Democratic Progressive Party (DPP) Taipei City councilors yesterday accused former Taipei City Secretariat director Yang Hsi-an (楊錫安) of collaborating with the contractor of the MRT Wenshan-Neihu Line to get a NT$1.5 billion (US$48 million) price adjustment, urging prosecutors to look into Yang’s relations with the contractor.
Yang was demoted on Wednesday after prosecutors listed him as a defendant in the Xinsheng Overpass reconstruction scandal. Prosecutors said he had been exchanging e-mails with the contractor, Kung Sing Engineering Corp, that discussed the bidding price of the project.
The company has handled the construction or engineering design of 100 municipal projects, including the MRT line, since Taipei Mayor Hau Lung-bin (郝龍斌) of the Chinese Nationalist Party (KMT) took office in December 2006.
Criticizing Yang’s close relations with the contractor, DPP Taipei City Councilor Lee Chien-chang (李建昌) alleged that Yang had ignored the contract, which banned any adjustment of the budget for the line, and urged the city government to increase the budget for the line’s construction in 2007 because of soaring raw material prices.
The company’s requests to make price adjustments for raw material costs in 2005 and 2006 had been rejected by the administration of then-Taipei mayor Ma Ying-jeou (馬英九), according to city government documents.
However, while presiding over several municipal meetings in 2007, Yang said the city’s Department of Rapid Transit Systems should discuss the issue with the company and finalize a plan on the sum of the price adjustment.
Hau approved the proposal to give the company an extra NT$1.5 billion by the end of that year.
“Yang was obviously playing a major role in pushing for the city government to violate the contract and give extra money to the company. This is another example of his collaboration with the company so that it would benefit from construction projects,” Lee said.
DPP Taipei City Councilor Hsu Shu-hua (許淑華) joined Lee and also challenged Yang’s role in the price adjustment plan, urging prosecutors to start investigating the case.
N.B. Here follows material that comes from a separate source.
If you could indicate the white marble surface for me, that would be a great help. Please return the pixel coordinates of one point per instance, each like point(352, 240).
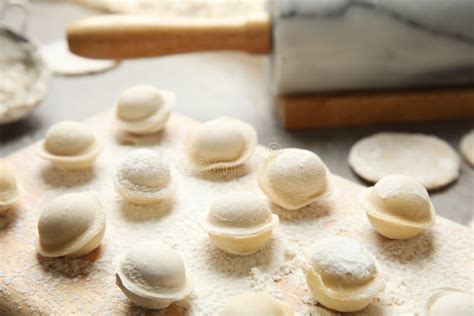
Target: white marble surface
point(332, 45)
“Hau should also explain to Taipei residents whether he agreed to pay the money in order to speed up the line’s construction. The NT$1.5 billion is not Hau’s money, it’s taxpayers’ money,” Hsu said.
Yang yesterday dismissed the allegations, saying the price adjustment plan was approved by the Executive Yuan’s Public Construction Commission and adding that other government departments had also raised budgets for construction projects because of increases in the costs of raw materials.
“I only gave advice, I didn’t approve the project ... The councilors should not use [the case] as an election ploy,” Yang said.
Meanwhile, Hau said his DPP rival in next month’s election, Su Tseng-chang (蘇貞昌), was using the Xinsheng Overpass reconstruction project scandal to make unnecessary attacks on him for election purposes. He urged Su to respect the judicial system.
Su said Hau’s election team was attempting to cover up the truth and vowed to “recover the truth and let Taipei residents know what really happened” if elected.
The KMT caucus accused prosecutors of attempting to sabotage Hau’s election bid by listing Yang as a defendant.
KMT Deputy Secretary-General Hsieh Kuo-liang (謝國樑) said the caucus believed in Hau’s integrity because it was the mayor that had referred the case to prosecutors.
Lo Shu-lei (羅淑蕾), another KMT deputy secretary-general, urged Hau to clearly account for the overpass procurement process to prevent the controversy from escalating.